Ohne größere Investitionen bleibt die Frage der Skalierbarkeit. „Im Vergleich zu den USA ist die Kapitalmenge, die Deep-Tech-Startups in der EU zur Verfügung steht, einfach unzureichend. Wir brauchen das dringend, um uns zu verbessern und international wettbewerbsfähig zu bleiben“, sagte Matthijs Rijlaarsdam, CEO von QuantWare, einem Entwickler von Quantenhardware, gegenüber EURACTIV.

Technologische Herausforderungen

Technologische Herausforderungen bestehen darin, Qubits zu erhöhen und Fehler zu reduzieren. „Um komplexe Probleme zu lösen, sind sowohl die Quantität als auch die Qualität der Qubits unerlässlich. Beide müssen hoch sein“, Menno Veldhorst, außerordentlicher Professor bei QuTech Delft, erklärt.

Derzeit liegt die maximale Anzahl von Qubits, der Grundeinheit von Quantencomputern, die in Quantenchips gepackt werden können, in den Niederlanden zwischen 10 und 100.

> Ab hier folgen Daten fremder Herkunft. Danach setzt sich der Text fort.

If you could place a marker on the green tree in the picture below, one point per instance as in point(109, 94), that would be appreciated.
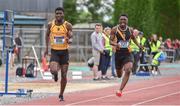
point(71, 13)
point(167, 17)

Um die Schwelle von mindestens 1000 Qubits zur Lösung komplexer Fragestellungen zu erreichen, rechnet Niels Bultink, CEO des Start-ups Qblox, noch mit mindestens fünf bis zehn Jahren, und das betrifft nur die Entwicklung im Labor.

Wir wissen nicht, wann wir die Schwelle erreichen werden, daher sind Investitionen in diesem Bereich sehr riskant. Aber damit Europa überhaupt eine Chance hat, müssen wir uns dort spezialisieren und investieren“, fügte Somya Gupta hinzu.